TOP O' THE MORN: Men should become good cooks for family and for survival

Just as every woman in today’s world should prepare herself for the possibility of eventually supporting a family, men should become good cooks for a family, if not his own survival.

Our boys are good cooks. They grew up at a time when they weren’t sure just who was cooking supper, Mom or Dad. At a time when Mom was busy putting the local paper together or was out getting pictures of a wreck just south of the bridge or covering the citizen of the year banquet, it was up to Dad to see that the family was fed. He said he learned to cook in self defense!

But whatever happened, he became the best. To this day we have never tasted barbecued salmon so delicious, a more flavorful roasted turkey or clam patties more spectacular.

And we will never forget the Christmas Day when the electricity failed and our Doug took over the duties of chef with a spectacular stir-fry cooked on the wood stove.

Our Jim relaxes while cooking supper and we recall a phone call: “Mom I’m making slumgullion for supper. Now do you use tomatoes or tomato sauce?” “Slumgullion” is a family word for macaroni and meat casserole and is Jim’s favorite recipe.

With Christmas approaching, memories warm the heart.

Among the memories is our grandmother’s kitchen. It had a big, black wood range, with water reservoir attached. It was the latest thing in water tanks. A tea kettle furnished tea water and sang continually. The little kitchen, dominated by the wood stove, had one white-curtained window looking out on Grandma’s garden … a row of red King apples on the sill.

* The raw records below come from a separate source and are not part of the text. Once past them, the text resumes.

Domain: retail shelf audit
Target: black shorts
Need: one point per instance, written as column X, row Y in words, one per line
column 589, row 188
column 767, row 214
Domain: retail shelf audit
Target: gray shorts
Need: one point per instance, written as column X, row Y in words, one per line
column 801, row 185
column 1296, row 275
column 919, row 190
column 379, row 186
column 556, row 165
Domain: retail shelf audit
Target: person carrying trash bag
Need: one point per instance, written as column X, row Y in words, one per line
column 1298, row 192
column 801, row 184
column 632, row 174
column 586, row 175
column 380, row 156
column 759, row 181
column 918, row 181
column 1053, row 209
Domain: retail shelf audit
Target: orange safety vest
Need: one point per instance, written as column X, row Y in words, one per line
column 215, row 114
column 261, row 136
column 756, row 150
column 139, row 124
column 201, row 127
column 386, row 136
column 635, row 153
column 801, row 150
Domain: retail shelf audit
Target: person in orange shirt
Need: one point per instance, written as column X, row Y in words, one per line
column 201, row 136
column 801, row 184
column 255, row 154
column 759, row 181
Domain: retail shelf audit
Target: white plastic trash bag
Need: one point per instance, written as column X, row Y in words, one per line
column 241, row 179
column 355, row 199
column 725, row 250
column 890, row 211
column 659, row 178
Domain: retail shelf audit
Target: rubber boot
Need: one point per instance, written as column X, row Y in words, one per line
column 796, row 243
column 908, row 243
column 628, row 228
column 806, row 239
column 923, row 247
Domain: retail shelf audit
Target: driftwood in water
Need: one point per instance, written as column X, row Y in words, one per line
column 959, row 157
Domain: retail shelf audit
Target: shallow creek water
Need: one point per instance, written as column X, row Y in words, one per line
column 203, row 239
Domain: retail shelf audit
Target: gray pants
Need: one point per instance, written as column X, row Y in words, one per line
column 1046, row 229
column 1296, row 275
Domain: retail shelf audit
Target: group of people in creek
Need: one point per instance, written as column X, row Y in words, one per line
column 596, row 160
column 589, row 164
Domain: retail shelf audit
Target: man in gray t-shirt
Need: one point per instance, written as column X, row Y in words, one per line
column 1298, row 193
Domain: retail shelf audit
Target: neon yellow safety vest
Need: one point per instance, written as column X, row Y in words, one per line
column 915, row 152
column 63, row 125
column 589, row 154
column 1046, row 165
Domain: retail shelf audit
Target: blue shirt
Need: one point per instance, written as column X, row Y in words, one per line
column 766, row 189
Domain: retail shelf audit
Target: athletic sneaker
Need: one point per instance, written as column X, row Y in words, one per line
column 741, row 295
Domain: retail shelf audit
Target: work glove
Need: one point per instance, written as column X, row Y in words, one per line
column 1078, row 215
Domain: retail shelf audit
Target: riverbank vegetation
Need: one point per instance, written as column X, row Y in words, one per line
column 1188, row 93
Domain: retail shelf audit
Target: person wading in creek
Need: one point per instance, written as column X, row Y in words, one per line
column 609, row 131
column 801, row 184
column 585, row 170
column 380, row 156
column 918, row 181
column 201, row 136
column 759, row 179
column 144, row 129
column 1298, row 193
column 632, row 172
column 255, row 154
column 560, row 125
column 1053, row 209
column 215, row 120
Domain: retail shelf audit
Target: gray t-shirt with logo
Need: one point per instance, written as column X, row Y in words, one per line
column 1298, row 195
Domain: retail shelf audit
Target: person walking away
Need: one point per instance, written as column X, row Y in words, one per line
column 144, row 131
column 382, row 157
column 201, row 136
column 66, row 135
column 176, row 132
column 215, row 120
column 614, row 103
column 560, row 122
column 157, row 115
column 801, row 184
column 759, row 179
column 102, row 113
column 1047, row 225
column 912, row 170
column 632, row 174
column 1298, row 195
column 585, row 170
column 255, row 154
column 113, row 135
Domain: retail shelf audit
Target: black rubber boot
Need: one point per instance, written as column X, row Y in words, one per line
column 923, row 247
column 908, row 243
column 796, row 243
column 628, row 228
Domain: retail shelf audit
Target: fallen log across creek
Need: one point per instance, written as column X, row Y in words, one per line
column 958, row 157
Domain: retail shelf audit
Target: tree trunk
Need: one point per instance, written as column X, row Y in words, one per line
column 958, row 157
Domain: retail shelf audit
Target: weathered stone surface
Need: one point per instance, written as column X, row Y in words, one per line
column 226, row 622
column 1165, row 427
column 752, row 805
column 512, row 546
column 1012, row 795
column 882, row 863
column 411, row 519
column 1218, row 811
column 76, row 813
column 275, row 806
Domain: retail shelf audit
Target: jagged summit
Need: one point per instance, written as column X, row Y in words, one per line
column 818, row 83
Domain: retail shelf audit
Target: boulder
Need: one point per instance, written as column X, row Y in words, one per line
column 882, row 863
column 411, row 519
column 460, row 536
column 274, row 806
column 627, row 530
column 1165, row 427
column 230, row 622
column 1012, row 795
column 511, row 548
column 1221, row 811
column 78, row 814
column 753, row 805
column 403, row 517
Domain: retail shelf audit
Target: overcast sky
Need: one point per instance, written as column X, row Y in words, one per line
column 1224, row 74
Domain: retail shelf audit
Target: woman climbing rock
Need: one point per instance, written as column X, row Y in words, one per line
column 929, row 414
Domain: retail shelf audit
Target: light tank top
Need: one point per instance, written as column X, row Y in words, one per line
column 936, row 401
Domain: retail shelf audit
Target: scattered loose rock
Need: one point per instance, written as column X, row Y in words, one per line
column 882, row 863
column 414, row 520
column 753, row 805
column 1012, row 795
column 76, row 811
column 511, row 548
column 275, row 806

Grandma’s rest period in the afternoon included smoking her little brown clay pipe and peeling a King apple.

Our grandmother was always “Minnie-my,” the Scottish term for grandmother, and it fit her perfectly. Why is it that Grandma’s cooking is always the best remembered? Done with a pinch of this, a dollop of molasses, a little flour, a little sugar and Grandma’s special touch. Her pie crust was always very pale, very flaky. She didn’t use a measuring cup, it was just know-how.

To this day, our pie crust never gets brown. We are still trying to emulate one of our childhood’s greatest cooks.

We came to the farm as a bride, with a job in town — a working wife. There weren’t many of those in the Great Depression when there was little work, little money and married teachers had to give up their jobs to the unmarried.

If you were married, your husband was there to support you. Everyone was poor but we took it in stride. There were lots of clams and fish, and people had big gardens. Living in town at the top of the hill, we rented the Ely farm, and our house was within the city limits.

We kept a cow, a pen of chickens and we made our butter and baked our bread. But in a farm kitchen we learned to cook under Grandma Neil.

Our own mother was a wonderful cook. With the holidays in mind, she raised turkeys the hard way, putting up turkey eggs under setting hens and reaping the rewards.

She baked angel food cakes which became a legend in Oak Harbor. She had a discerning and elite clientele who paid her $1.50 per cake: an unheard of price in the mid 1930s.